The All Visual Arts collective host their third exhibition at their Omega Place showroom, until July 14th.
This time around the space has been taken over by for a solo show from Wolfe von Lenkeivicz. The collection is an array of images which re-appropriate the tropes of disney et al and ply them into the confines of art history, with particular esteem paid to the works of Picasso. This cultural bricolage falls somewhere between destabilising pastiche, and reverent homage.
All in the Afternoon Full Leisurely we Glide
There’s a lot that feels very familiar in the works and, beyond the absolutely apparent Disney, Picasso, etc. you quickly come to sense you are grasping at far outposts of your cultural capital. As what was instinctively familiar begins to fragment under scrutiny, the works demand contextualising, and AVA offers us Wittegenstein.
“If it’s true that words have meanings, why don’t we throw away words and just keep meanings?”
Here then, we are invited to concede that these familiar tropes of modern culture have meaning, but presented in the confused medley of Lenkeivicz’ world, their meaning becomes disjunct, at one remove which no longer seems logical. Evocative of TS Eliot’s line “these fragments I have shored against my ruins”, these works hit at our desire to accumulate the familiar in an ongoing attempt to anchor ourselves in a landscape where things have fixed meanings. The show is a fun take on that idea of the cultural wasteland, with symbols and their meanings accumulated and recontextualised to the point where they cease to mean what they are meant to mean. Where Eliot is somewhat sombre and obscure in his mapping of the wasteland, Lenkeivicz opens up the vast stores of shared cultural meaning with all the pomp and ceremony of a bric-a-brac sale.
Elective Affinities
This is a fun show, and the funnest part of the tracking (imagining?) the repeated expressions of confusion seen in the eyes of the characters he has pilfered – witness the white rabbit nonchalantly checking the time in tights and skirt, his eyes giving away the confusion you’d feel if you suddenly found yourself in clothes other than those you’d been used to since forever.
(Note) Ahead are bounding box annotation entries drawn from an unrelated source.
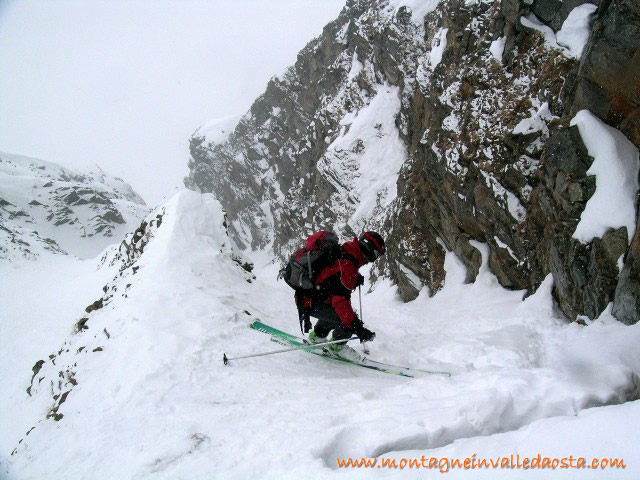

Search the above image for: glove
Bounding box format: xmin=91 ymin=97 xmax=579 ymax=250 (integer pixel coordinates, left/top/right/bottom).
xmin=353 ymin=317 xmax=376 ymax=343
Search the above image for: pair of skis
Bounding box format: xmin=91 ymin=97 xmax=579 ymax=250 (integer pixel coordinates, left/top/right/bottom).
xmin=223 ymin=320 xmax=451 ymax=378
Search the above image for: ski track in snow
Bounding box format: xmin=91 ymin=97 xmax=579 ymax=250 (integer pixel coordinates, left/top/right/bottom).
xmin=0 ymin=191 xmax=640 ymax=479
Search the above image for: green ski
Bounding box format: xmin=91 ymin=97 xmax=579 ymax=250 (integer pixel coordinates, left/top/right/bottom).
xmin=250 ymin=320 xmax=451 ymax=377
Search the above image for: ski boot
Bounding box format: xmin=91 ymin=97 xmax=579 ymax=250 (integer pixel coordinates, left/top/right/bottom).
xmin=309 ymin=330 xmax=327 ymax=343
xmin=327 ymin=342 xmax=365 ymax=363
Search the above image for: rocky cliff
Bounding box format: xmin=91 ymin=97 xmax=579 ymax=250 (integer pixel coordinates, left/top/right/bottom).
xmin=0 ymin=152 xmax=148 ymax=261
xmin=185 ymin=0 xmax=640 ymax=323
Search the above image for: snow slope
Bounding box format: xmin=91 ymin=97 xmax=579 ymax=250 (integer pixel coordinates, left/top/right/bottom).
xmin=0 ymin=152 xmax=149 ymax=261
xmin=0 ymin=191 xmax=640 ymax=479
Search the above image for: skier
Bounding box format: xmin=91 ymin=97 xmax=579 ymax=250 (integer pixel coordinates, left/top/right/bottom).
xmin=298 ymin=232 xmax=385 ymax=361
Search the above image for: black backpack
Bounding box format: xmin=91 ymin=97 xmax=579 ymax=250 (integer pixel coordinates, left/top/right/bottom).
xmin=279 ymin=230 xmax=341 ymax=296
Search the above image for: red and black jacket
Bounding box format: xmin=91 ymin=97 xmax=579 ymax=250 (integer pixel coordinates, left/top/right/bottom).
xmin=316 ymin=237 xmax=368 ymax=328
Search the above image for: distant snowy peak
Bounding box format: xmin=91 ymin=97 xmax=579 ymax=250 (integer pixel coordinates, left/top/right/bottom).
xmin=193 ymin=115 xmax=242 ymax=144
xmin=0 ymin=152 xmax=149 ymax=260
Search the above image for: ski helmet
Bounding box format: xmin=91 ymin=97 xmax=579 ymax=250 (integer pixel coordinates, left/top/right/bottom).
xmin=358 ymin=232 xmax=386 ymax=262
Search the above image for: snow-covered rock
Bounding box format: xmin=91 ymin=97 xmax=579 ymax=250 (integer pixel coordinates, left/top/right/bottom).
xmin=0 ymin=152 xmax=148 ymax=260
xmin=5 ymin=207 xmax=640 ymax=479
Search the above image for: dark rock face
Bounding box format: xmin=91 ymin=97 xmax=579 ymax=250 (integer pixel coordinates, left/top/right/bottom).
xmin=572 ymin=0 xmax=640 ymax=145
xmin=186 ymin=0 xmax=640 ymax=322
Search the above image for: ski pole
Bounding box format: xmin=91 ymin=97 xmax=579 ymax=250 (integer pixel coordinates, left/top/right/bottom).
xmin=222 ymin=337 xmax=358 ymax=365
xmin=358 ymin=285 xmax=369 ymax=355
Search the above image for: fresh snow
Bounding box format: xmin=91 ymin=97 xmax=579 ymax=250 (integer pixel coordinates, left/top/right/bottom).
xmin=318 ymin=84 xmax=408 ymax=231
xmin=347 ymin=52 xmax=362 ymax=81
xmin=556 ymin=3 xmax=598 ymax=59
xmin=429 ymin=28 xmax=449 ymax=71
xmin=5 ymin=191 xmax=640 ymax=479
xmin=512 ymin=102 xmax=554 ymax=135
xmin=0 ymin=152 xmax=149 ymax=260
xmin=389 ymin=0 xmax=440 ymax=26
xmin=489 ymin=37 xmax=507 ymax=63
xmin=571 ymin=110 xmax=640 ymax=243
xmin=520 ymin=3 xmax=597 ymax=59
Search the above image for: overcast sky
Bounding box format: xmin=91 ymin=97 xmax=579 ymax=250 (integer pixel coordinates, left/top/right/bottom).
xmin=0 ymin=0 xmax=345 ymax=205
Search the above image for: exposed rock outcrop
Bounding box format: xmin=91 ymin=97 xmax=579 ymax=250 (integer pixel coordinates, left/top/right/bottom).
xmin=185 ymin=0 xmax=640 ymax=322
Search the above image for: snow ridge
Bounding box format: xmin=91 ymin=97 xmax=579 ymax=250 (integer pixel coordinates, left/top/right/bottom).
xmin=0 ymin=152 xmax=148 ymax=261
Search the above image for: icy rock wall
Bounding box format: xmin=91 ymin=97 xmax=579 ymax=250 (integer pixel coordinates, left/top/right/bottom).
xmin=185 ymin=0 xmax=640 ymax=323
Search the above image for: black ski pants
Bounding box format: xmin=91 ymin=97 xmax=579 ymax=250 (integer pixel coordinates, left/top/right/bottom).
xmin=311 ymin=302 xmax=353 ymax=340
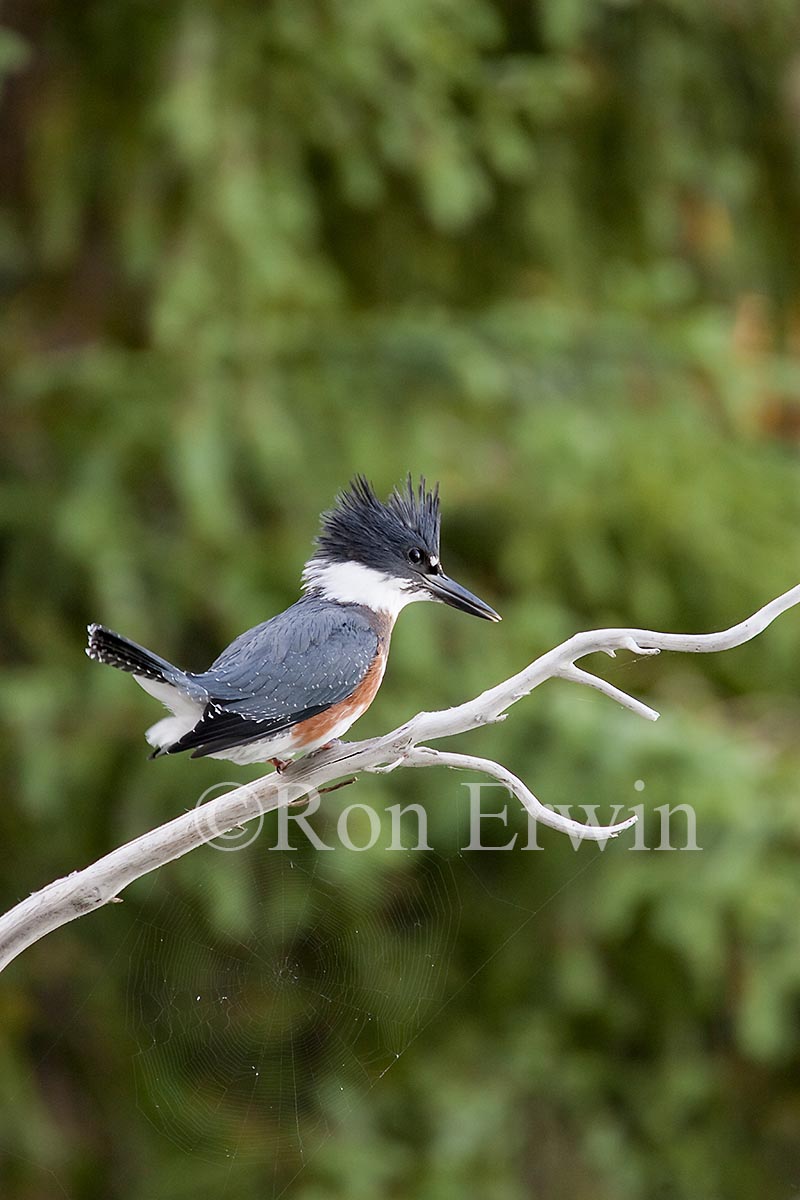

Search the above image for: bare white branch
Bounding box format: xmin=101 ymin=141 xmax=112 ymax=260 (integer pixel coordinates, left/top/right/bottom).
xmin=0 ymin=586 xmax=800 ymax=970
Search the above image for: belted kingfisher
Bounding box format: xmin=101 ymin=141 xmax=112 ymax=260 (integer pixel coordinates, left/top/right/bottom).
xmin=86 ymin=475 xmax=500 ymax=770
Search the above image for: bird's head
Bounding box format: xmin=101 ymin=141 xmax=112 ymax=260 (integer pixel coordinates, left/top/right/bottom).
xmin=303 ymin=475 xmax=500 ymax=620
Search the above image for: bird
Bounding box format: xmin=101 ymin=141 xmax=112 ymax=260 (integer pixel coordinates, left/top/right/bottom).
xmin=86 ymin=474 xmax=500 ymax=772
It felt as if, finding themselves in new and unfamiliar confines, some of the characters experience whatever the equivalent of a cartoon crisis of identity might be, no longer entirely sure of their place in the grand scheme of logical and accepted cultural meaning.
This is a feeling the viewer might be privy to if we chase the proverbial white rabbit too far, probing for too long at what and how these familiar tropes mean, ultimately tumbling out of the other end of the rabbit hole in a place where meanings are no longer immutable.